Fine Gael and the Independent Alliance secured agreement on how to vote on a Bill, which is seeking to hold a referendum to remove the equal right to life of the mother and the unborn from the Constitution.

The deal struck by the two sides ensures the Bill proposed by the Anti-Austerity Alliance-People before Profit TDs does not progress to second stage due to the work of the Citizens’ Assembly

The Assembly, which has requested six months to complete its work, will send its recommendations to an Oireachtas committee.


The agreement reached between the Alliance and Fine Gael commits to an additional six-month timeframe for that committee to complete its deliberations.

This means a referendum, if proposed by the assembly, could not be held until early 2018.

However, many Government sources confirmed that the second half of that year was more likely.

A spokeswoman for the Independent Ministers said they had no agreement on the timing for any referendum but hoped that there would be no delay.

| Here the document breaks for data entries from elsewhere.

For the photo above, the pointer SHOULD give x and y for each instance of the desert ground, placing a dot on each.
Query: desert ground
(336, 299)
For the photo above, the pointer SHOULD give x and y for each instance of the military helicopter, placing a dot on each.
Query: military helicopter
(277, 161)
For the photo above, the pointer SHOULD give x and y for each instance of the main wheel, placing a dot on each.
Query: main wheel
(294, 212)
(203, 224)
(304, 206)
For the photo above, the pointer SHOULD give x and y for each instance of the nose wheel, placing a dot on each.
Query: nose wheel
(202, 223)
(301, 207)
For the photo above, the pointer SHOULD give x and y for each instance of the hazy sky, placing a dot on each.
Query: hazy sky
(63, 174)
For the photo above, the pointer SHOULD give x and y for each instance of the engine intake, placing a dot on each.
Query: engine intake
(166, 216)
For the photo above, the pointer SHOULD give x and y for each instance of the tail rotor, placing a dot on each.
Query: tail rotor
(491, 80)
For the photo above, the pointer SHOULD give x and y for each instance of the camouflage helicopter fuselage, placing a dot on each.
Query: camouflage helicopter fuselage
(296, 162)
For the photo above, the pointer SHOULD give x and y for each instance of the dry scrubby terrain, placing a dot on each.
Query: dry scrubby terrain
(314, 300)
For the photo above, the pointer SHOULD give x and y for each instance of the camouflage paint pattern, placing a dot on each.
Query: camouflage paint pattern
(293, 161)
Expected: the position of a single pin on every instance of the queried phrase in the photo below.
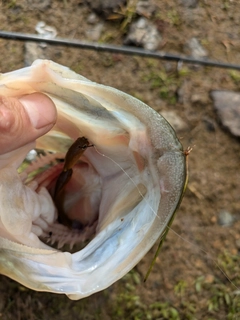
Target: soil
(197, 273)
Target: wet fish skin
(139, 173)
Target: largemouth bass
(121, 197)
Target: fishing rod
(128, 50)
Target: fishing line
(168, 227)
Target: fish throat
(75, 188)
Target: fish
(122, 195)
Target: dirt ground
(197, 273)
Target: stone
(92, 18)
(227, 105)
(145, 8)
(189, 3)
(105, 7)
(225, 218)
(144, 34)
(95, 32)
(195, 49)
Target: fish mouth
(80, 199)
(129, 184)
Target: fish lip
(118, 245)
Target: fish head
(127, 186)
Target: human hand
(23, 120)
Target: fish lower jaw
(83, 211)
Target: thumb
(23, 120)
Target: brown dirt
(186, 282)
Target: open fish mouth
(122, 195)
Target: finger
(24, 120)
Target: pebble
(39, 5)
(105, 7)
(144, 34)
(95, 32)
(227, 105)
(225, 218)
(189, 3)
(145, 8)
(175, 120)
(195, 49)
(34, 50)
(92, 18)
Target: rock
(105, 7)
(175, 121)
(144, 34)
(92, 18)
(195, 49)
(189, 3)
(227, 105)
(39, 5)
(95, 32)
(145, 8)
(225, 218)
(34, 50)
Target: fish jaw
(136, 156)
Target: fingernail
(36, 105)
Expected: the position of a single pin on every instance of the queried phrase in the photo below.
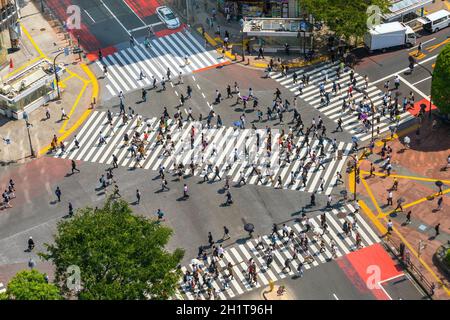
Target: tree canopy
(344, 18)
(440, 88)
(120, 255)
(30, 285)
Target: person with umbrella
(250, 228)
(399, 204)
(229, 199)
(439, 185)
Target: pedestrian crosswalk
(318, 251)
(169, 52)
(327, 73)
(236, 152)
(2, 288)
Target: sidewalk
(234, 50)
(78, 87)
(417, 170)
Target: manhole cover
(342, 215)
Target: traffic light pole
(355, 167)
(56, 74)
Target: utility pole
(56, 74)
(28, 125)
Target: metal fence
(398, 249)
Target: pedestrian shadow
(242, 240)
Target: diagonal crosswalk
(236, 152)
(327, 73)
(227, 287)
(168, 52)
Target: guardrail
(404, 257)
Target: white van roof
(437, 15)
(387, 27)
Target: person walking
(138, 196)
(408, 217)
(70, 209)
(115, 165)
(30, 243)
(300, 269)
(226, 233)
(440, 200)
(74, 167)
(210, 239)
(390, 203)
(185, 191)
(436, 229)
(58, 193)
(390, 226)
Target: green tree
(440, 88)
(30, 285)
(120, 255)
(344, 19)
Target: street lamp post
(431, 75)
(355, 167)
(56, 74)
(28, 125)
(372, 107)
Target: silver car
(167, 16)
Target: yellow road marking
(75, 104)
(372, 197)
(93, 80)
(411, 249)
(23, 66)
(380, 174)
(68, 78)
(372, 217)
(74, 74)
(208, 38)
(383, 230)
(36, 47)
(408, 205)
(416, 55)
(68, 132)
(435, 46)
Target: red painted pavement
(415, 110)
(93, 56)
(359, 267)
(32, 177)
(143, 8)
(88, 41)
(167, 32)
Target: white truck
(388, 35)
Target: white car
(167, 16)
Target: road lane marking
(425, 79)
(414, 88)
(134, 13)
(89, 15)
(146, 26)
(114, 16)
(400, 71)
(422, 44)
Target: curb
(235, 58)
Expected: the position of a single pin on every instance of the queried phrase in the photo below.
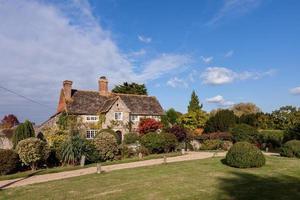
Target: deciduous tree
(131, 88)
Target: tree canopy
(22, 132)
(9, 121)
(194, 104)
(131, 88)
(245, 109)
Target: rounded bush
(245, 155)
(211, 145)
(32, 151)
(131, 138)
(112, 132)
(106, 145)
(9, 161)
(291, 149)
(244, 133)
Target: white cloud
(229, 54)
(40, 49)
(144, 39)
(177, 82)
(139, 53)
(219, 100)
(163, 64)
(234, 8)
(222, 75)
(295, 91)
(207, 60)
(218, 76)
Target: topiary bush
(245, 155)
(127, 151)
(159, 142)
(112, 132)
(9, 161)
(244, 133)
(211, 145)
(22, 132)
(106, 145)
(149, 125)
(32, 151)
(131, 138)
(291, 149)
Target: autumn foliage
(149, 125)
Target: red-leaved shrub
(149, 125)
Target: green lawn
(69, 168)
(202, 179)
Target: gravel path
(62, 175)
(68, 174)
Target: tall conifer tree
(194, 104)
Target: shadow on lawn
(246, 186)
(21, 179)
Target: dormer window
(92, 118)
(118, 116)
(134, 118)
(90, 134)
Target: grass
(202, 179)
(69, 168)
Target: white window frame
(134, 118)
(91, 118)
(90, 134)
(120, 117)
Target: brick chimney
(67, 87)
(103, 86)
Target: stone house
(120, 112)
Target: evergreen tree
(22, 132)
(194, 104)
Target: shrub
(245, 155)
(9, 161)
(149, 125)
(159, 143)
(293, 133)
(215, 136)
(244, 133)
(31, 151)
(272, 137)
(131, 138)
(291, 149)
(127, 151)
(211, 145)
(180, 133)
(106, 146)
(22, 132)
(226, 145)
(73, 149)
(222, 121)
(143, 150)
(112, 132)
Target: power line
(24, 97)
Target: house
(120, 112)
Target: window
(134, 118)
(90, 134)
(118, 116)
(92, 118)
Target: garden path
(68, 174)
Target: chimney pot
(103, 86)
(67, 87)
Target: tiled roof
(91, 102)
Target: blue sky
(228, 51)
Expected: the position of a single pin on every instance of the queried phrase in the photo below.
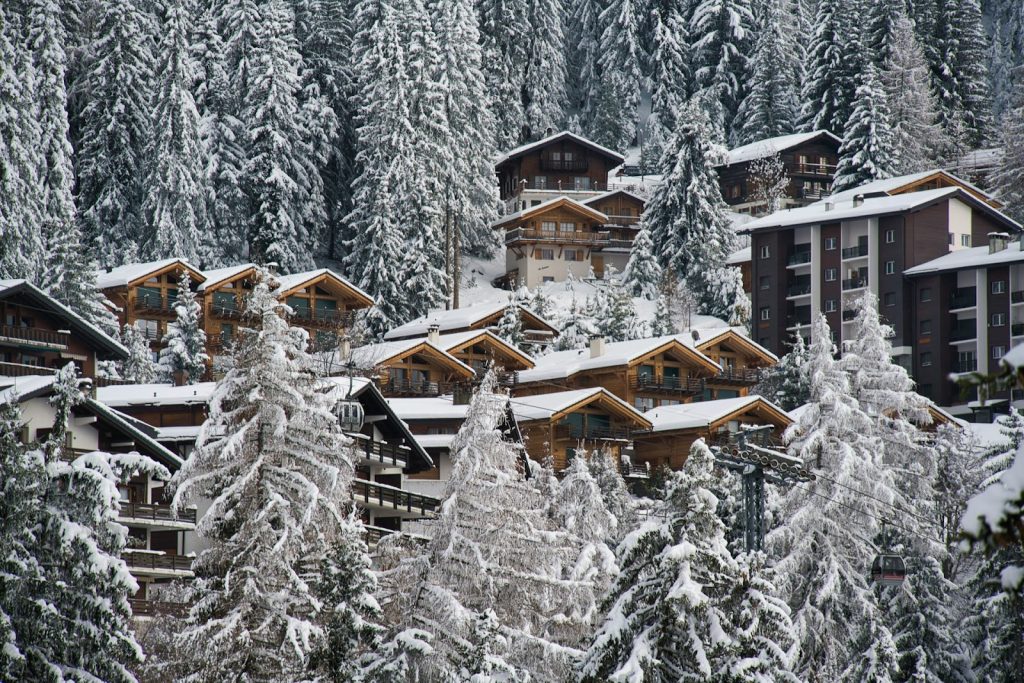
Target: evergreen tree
(866, 153)
(139, 367)
(643, 273)
(175, 193)
(184, 344)
(912, 115)
(771, 107)
(272, 460)
(115, 127)
(722, 40)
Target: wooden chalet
(554, 240)
(537, 331)
(809, 160)
(560, 164)
(675, 428)
(412, 368)
(144, 294)
(39, 335)
(560, 424)
(644, 373)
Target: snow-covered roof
(456, 318)
(772, 145)
(976, 257)
(155, 394)
(701, 414)
(439, 408)
(561, 200)
(217, 275)
(844, 209)
(545, 406)
(561, 365)
(523, 148)
(121, 275)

People before Profit TD Bríd Smith criticised the Independent Alliance for agreeing to the counter motion.

Ms Smith said the Alliance had taken a cowardly way out and should have insisted on a free vote.

She said: “Yet again things are promised to people and the first chance and the first hurdle they let them down. It is a disgrace. Our Bill does not fly in the face of the citizen’s assembly of 99 citizens. The Dáil is the citizens assembly.”

The Alliance had been in discussions with Fine Gael over the weekend in a bid to secure a vote of conscience on the Bill.

The negotiations, which had been ongoing throughout the weekend, did not conclude until Tuesday morning.

The agreement reached between the Minister for Health Simon Harris and his Independent colleagues allowed the Bill to be debated in the House on Tuesday night. However, the Government's counter motion will ensure no vote will take place on the Bill itself.

The agreement also commits not to pass any motion on abortion while the assembly is under way.

There is also a clause which will allow Independent Ministers a free vote on anything not included in Programme for Partnership.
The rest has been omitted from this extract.